Ровно то же говорят сами генералы. «Вся система назначений начальников в мирное время у нас не способствует, а затрудняет выдвижение людей с военными качествами. Качества военачальника для мирного и для военного времени не сходятся: в мирное время требуется от начальника покладистость с начальством, а в военное время – сопротивляемость врагу», – пишет за пять лет до войны генерал Скугаревский. «Выдвижение достойнейших было при нашей системе почти невозможно», – вздыхает в мемуарах генерал Лукомский.
До войны-то и Прасалов числился достойнейшим, читаем в аттестации 1913 года: «В поле распоряжается достаточно умело. Способен принять решительные меры в исключительных обстоятельствах». Опять же, герой внутреннего фронта… Вот только на войне он за год «умело» погубил три дивизии.
А настоящие военачальники – такие как Плеве – в мирное время могли попасть наверх скорее в виде исключения. От способных, но «беспокойных» старались избавиться. В том же 1911-м, когда Бобырь получил чин полного генерала, генерал-майор Мартынов разоблачил коррупцию в Заамурском округе пограничной стражи и был… повышен? Нет, уволен. Скугаревского «оттерли» за критическую статью в адрес Военного министерства. Таких примеров много.
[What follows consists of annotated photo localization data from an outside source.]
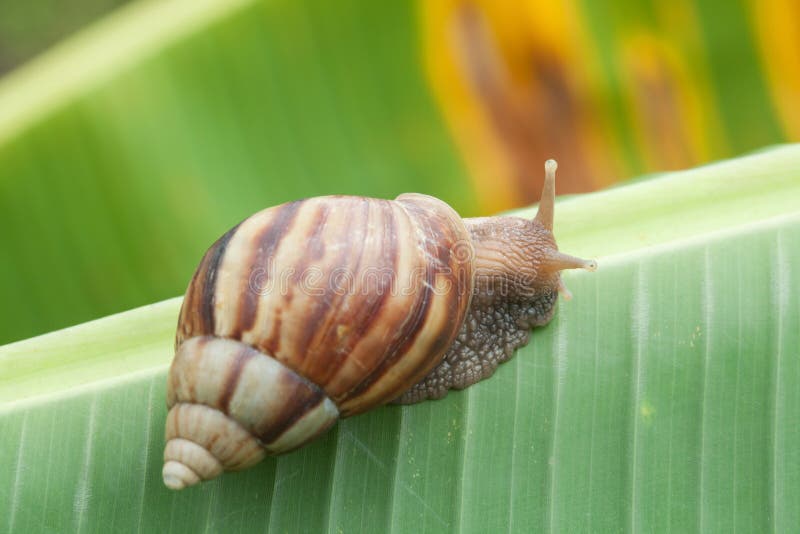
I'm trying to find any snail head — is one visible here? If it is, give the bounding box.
[532,159,597,300]
[465,159,596,308]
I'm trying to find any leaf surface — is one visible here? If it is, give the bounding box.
[2,147,798,533]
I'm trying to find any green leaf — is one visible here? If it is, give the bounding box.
[2,146,799,532]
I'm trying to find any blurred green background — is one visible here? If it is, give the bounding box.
[0,0,129,74]
[0,0,797,344]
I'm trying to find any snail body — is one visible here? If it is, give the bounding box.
[164,160,596,489]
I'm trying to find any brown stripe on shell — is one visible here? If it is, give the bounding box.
[274,200,345,369]
[277,406,338,450]
[339,199,440,405]
[337,195,473,413]
[285,198,369,378]
[232,200,304,338]
[339,231,435,407]
[262,310,283,357]
[297,198,388,384]
[376,214,467,402]
[199,224,241,334]
[396,201,474,390]
[216,346,256,413]
[256,381,326,445]
[167,335,212,408]
[318,200,418,401]
[319,200,398,384]
[292,202,332,272]
[177,222,241,345]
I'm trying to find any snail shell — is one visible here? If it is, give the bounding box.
[163,160,595,489]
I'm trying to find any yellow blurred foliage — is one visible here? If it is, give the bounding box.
[751,0,800,140]
[423,0,728,212]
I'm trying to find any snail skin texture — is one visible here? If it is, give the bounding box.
[163,160,596,490]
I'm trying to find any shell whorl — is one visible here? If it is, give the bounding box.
[166,194,474,488]
[164,337,339,489]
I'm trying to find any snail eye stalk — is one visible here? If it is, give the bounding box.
[534,158,557,231]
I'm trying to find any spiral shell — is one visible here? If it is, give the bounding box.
[164,194,474,489]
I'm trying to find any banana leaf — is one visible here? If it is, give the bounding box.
[2,146,798,532]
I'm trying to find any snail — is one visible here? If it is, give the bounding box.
[163,160,596,490]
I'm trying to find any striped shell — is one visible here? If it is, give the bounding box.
[164,194,474,489]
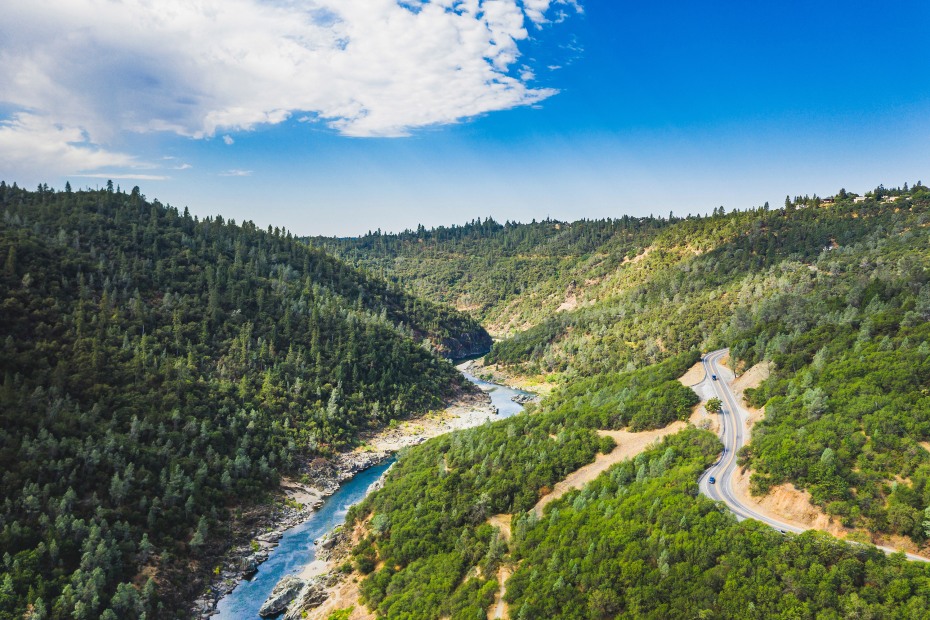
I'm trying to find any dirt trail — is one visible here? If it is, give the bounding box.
[488,565,511,620]
[532,423,687,517]
[487,514,512,541]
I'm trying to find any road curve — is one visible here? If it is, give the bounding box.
[697,348,929,563]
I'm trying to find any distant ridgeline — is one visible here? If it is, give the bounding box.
[326,182,930,619]
[0,182,486,618]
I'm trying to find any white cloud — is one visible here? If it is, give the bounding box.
[0,112,139,176]
[0,0,581,174]
[223,135,235,145]
[219,169,253,177]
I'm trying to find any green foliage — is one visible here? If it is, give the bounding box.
[540,351,701,431]
[312,216,669,332]
[347,411,603,619]
[327,607,355,620]
[507,429,930,619]
[728,233,930,537]
[0,182,482,618]
[326,184,930,385]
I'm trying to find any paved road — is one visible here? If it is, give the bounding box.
[697,348,929,563]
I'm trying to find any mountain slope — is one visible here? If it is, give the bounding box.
[0,182,486,619]
[325,183,930,619]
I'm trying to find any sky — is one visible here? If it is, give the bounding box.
[1,0,928,236]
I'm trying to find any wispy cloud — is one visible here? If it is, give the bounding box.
[0,0,582,176]
[74,173,170,181]
[219,169,252,177]
[0,112,139,176]
[222,135,234,145]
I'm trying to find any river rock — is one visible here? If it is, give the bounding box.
[258,575,304,617]
[315,528,343,550]
[282,577,330,620]
[367,463,394,495]
[239,551,269,578]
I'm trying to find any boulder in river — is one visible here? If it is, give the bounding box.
[239,551,268,578]
[258,575,304,617]
[283,577,330,620]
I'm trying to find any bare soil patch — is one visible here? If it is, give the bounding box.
[622,246,653,265]
[731,362,770,399]
[557,293,578,312]
[731,468,848,537]
[689,403,719,435]
[677,361,705,387]
[487,514,512,542]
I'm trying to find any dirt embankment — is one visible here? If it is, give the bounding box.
[730,361,769,441]
[677,361,706,387]
[302,518,376,620]
[724,362,838,536]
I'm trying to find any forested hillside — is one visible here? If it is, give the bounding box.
[0,182,485,619]
[311,216,670,334]
[335,182,930,618]
[350,411,930,619]
[324,188,930,537]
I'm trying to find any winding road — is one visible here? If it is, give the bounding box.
[697,348,929,563]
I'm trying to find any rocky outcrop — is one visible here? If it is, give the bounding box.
[304,451,390,496]
[367,463,394,495]
[511,393,538,405]
[282,576,332,620]
[314,527,345,561]
[259,575,305,617]
[239,551,269,578]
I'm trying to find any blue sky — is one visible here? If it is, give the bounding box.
[1,0,928,235]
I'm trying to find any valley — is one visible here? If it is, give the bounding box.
[3,182,930,619]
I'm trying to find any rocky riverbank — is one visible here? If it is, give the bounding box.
[193,389,494,619]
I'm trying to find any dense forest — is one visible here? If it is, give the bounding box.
[337,183,930,618]
[5,179,930,618]
[348,409,607,618]
[336,183,930,539]
[0,182,486,619]
[350,410,930,619]
[311,215,670,334]
[506,429,930,619]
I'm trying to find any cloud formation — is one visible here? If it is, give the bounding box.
[0,0,579,174]
[0,113,138,176]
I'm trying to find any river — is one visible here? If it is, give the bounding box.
[213,367,530,618]
[457,365,532,419]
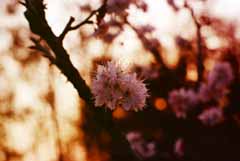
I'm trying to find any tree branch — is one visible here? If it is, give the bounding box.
[184,1,204,83]
[58,16,76,42]
[125,20,168,70]
[58,2,107,42]
[29,37,55,64]
[22,1,141,161]
[23,0,93,104]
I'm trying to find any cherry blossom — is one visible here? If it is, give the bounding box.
[207,62,233,90]
[199,62,234,103]
[174,138,184,157]
[126,131,156,159]
[198,107,224,126]
[91,61,148,111]
[168,88,199,118]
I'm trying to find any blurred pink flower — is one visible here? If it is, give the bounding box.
[198,83,228,103]
[208,62,233,90]
[126,131,156,159]
[174,138,184,157]
[126,131,142,142]
[168,88,199,118]
[198,107,224,126]
[199,62,233,103]
[91,61,148,111]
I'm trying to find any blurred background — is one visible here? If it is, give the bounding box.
[0,0,240,161]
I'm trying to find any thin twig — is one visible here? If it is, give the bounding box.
[29,37,55,63]
[184,1,204,83]
[58,17,76,42]
[70,9,97,30]
[58,2,107,42]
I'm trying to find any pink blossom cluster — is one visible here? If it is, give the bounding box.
[126,131,156,159]
[199,62,234,102]
[198,107,223,126]
[91,61,148,111]
[168,88,198,118]
[208,62,233,88]
[168,61,233,124]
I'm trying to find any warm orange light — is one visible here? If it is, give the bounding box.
[186,63,198,82]
[154,98,167,111]
[88,146,110,161]
[162,50,180,69]
[68,142,86,161]
[204,58,215,71]
[112,107,127,119]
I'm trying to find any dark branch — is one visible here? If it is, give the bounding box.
[19,1,26,6]
[69,9,97,29]
[29,37,55,63]
[23,0,93,104]
[58,17,76,42]
[58,2,107,42]
[23,1,141,161]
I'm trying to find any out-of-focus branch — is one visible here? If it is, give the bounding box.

Тут надо сказать, что любая – не только русская – армия мирного времени заплывает жирком. Французский главнокомандующий генерал Жоффр к концу августа 1914-го – первого месяца войны – снял 21 командира корпуса и 31 командира дивизии. Но он снятых или сразу увольнял, или назначал с понижением, приводя их должность в соответствие с уровнем компетенции. У нас же «хорошим людям» давали второй, третий шанс. А в войсках их появление, пишет генерал Поливанов, «сопровождалось тягостным для подчиненных предчувствием грядущей боевой неудачи».
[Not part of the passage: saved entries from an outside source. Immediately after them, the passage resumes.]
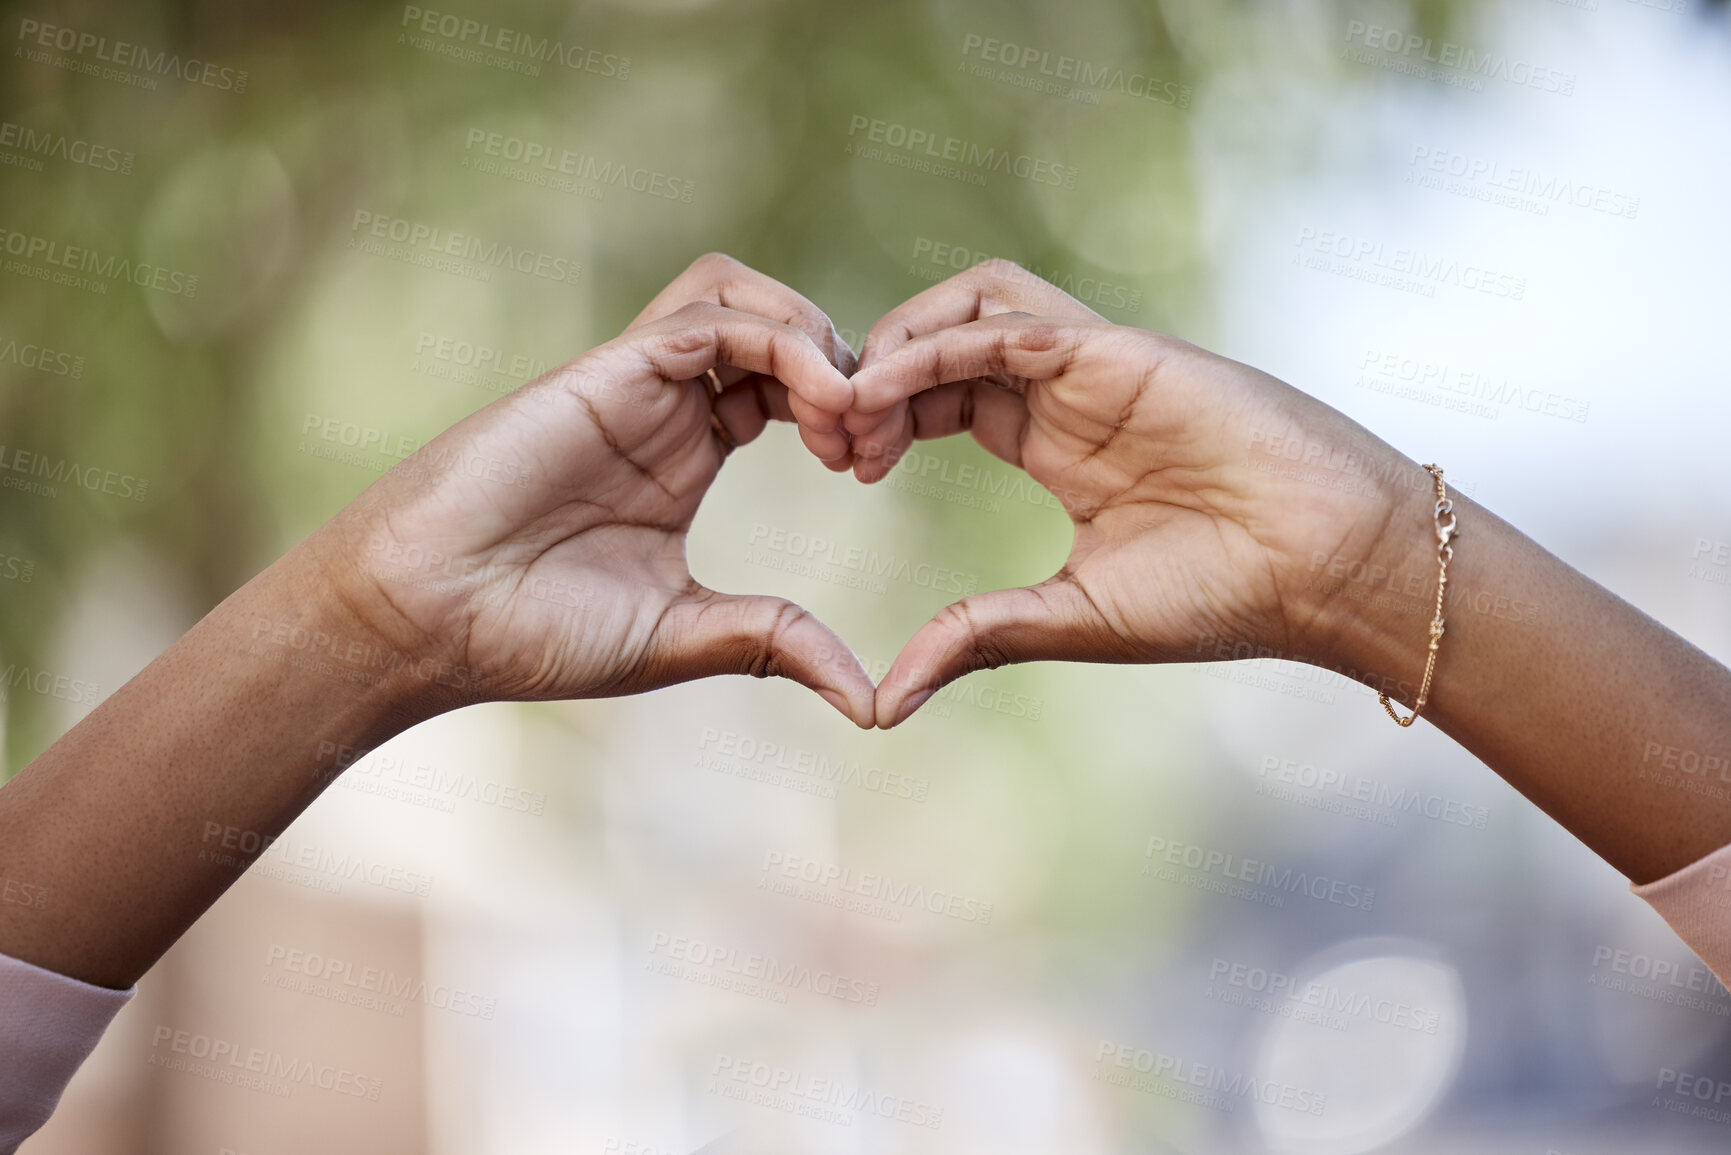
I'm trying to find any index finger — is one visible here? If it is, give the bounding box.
[848,313,1103,415]
[630,251,857,378]
[628,301,854,415]
[859,258,1103,369]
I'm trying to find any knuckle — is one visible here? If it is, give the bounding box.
[667,298,721,322]
[936,597,1011,673]
[750,601,810,679]
[691,251,741,276]
[1012,322,1064,352]
[974,257,1027,280]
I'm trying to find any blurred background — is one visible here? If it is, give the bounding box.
[4,0,1731,1151]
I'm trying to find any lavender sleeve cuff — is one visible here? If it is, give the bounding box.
[0,951,133,1155]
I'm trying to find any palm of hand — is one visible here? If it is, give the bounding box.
[451,362,725,701]
[1021,343,1313,663]
[329,303,873,726]
[328,344,717,701]
[852,314,1399,724]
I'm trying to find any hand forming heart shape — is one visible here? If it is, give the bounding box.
[312,252,1434,731]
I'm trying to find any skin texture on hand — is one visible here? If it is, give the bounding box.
[0,255,875,988]
[824,260,1731,884]
[314,254,875,726]
[5,250,1731,999]
[837,261,1420,728]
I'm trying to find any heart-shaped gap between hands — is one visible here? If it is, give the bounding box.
[342,252,1419,738]
[662,255,1410,732]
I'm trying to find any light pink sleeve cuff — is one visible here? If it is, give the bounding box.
[0,952,134,1155]
[1632,842,1731,986]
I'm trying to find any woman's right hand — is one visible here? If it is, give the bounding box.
[839,262,1438,727]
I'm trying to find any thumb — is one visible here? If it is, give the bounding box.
[875,577,1110,729]
[654,590,876,728]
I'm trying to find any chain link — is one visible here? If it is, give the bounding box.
[1380,464,1455,727]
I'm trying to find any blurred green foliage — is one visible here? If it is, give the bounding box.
[0,0,1476,773]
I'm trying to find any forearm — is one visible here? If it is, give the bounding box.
[1324,472,1731,884]
[0,543,443,989]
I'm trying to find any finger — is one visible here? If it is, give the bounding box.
[844,399,907,452]
[785,388,847,436]
[854,382,1032,483]
[655,591,877,728]
[874,578,1113,729]
[850,404,912,484]
[849,313,1098,415]
[709,377,793,452]
[630,252,857,376]
[800,423,854,470]
[708,375,854,467]
[630,302,854,416]
[860,259,1103,369]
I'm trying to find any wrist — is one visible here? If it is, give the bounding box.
[228,532,476,728]
[0,539,456,988]
[1279,459,1450,705]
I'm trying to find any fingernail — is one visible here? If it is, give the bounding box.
[891,689,935,728]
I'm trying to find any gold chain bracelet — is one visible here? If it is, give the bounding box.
[1379,464,1458,727]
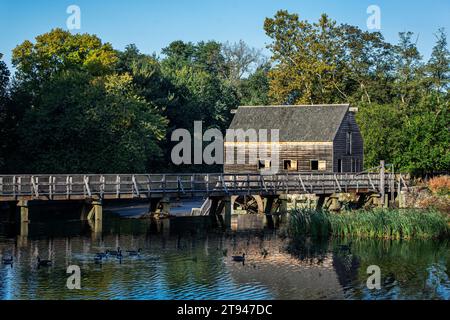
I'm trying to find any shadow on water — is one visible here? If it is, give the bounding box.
[0,205,449,300]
Представляете теперь моральное состояние гарнизона Новогеоргиевска, у которого три из четырех командиров дивизий – такие вот «второгодники»? Да Брусилов должен был не де Витта оправдывать, а осанну петь ополченцам и прапорщикам за то, что они при таком комсоставе еще хоть как-то пытались сражаться.
Беда еще в том, что «беспокойных» у нас продолжали не любить и на войне. «Штаб фронта был очень недоволен “рискованной” активностью генерала Флуга, – вспоминал полковник Сергиевский. – Ему не раз указывалось, что сложные маневры нам не по плечу, что нужно наступать “стеною корпусов” [то есть вытягивая фронт в нитку]. В результате, дав Северо-Западному фронту столь нужную после пережитых катастроф победу, генерал Флуг был отрешен от должности командующего 10-й армией».
«Кризис мозгов» оказался для русской армии куда страшнее пресловутого «снарядного кризиса» 1915 года. «Главная причина наших неудач – система подбора людей у власти, на фронте и в тылу остается в полной силе, и верховное командование, видимо, не сознает того решающего и гибельного влияния, которое эта причина имеет на исход войны. Последствия работы мирного времени над командным составом, убившие в людях самостоятельность и характер, погубят нам армию, погубят Россию», – пророчески писал в дневнике полковник Верховский в декабре 1915-го. До краха Петровской империи оставалось чуть больше года.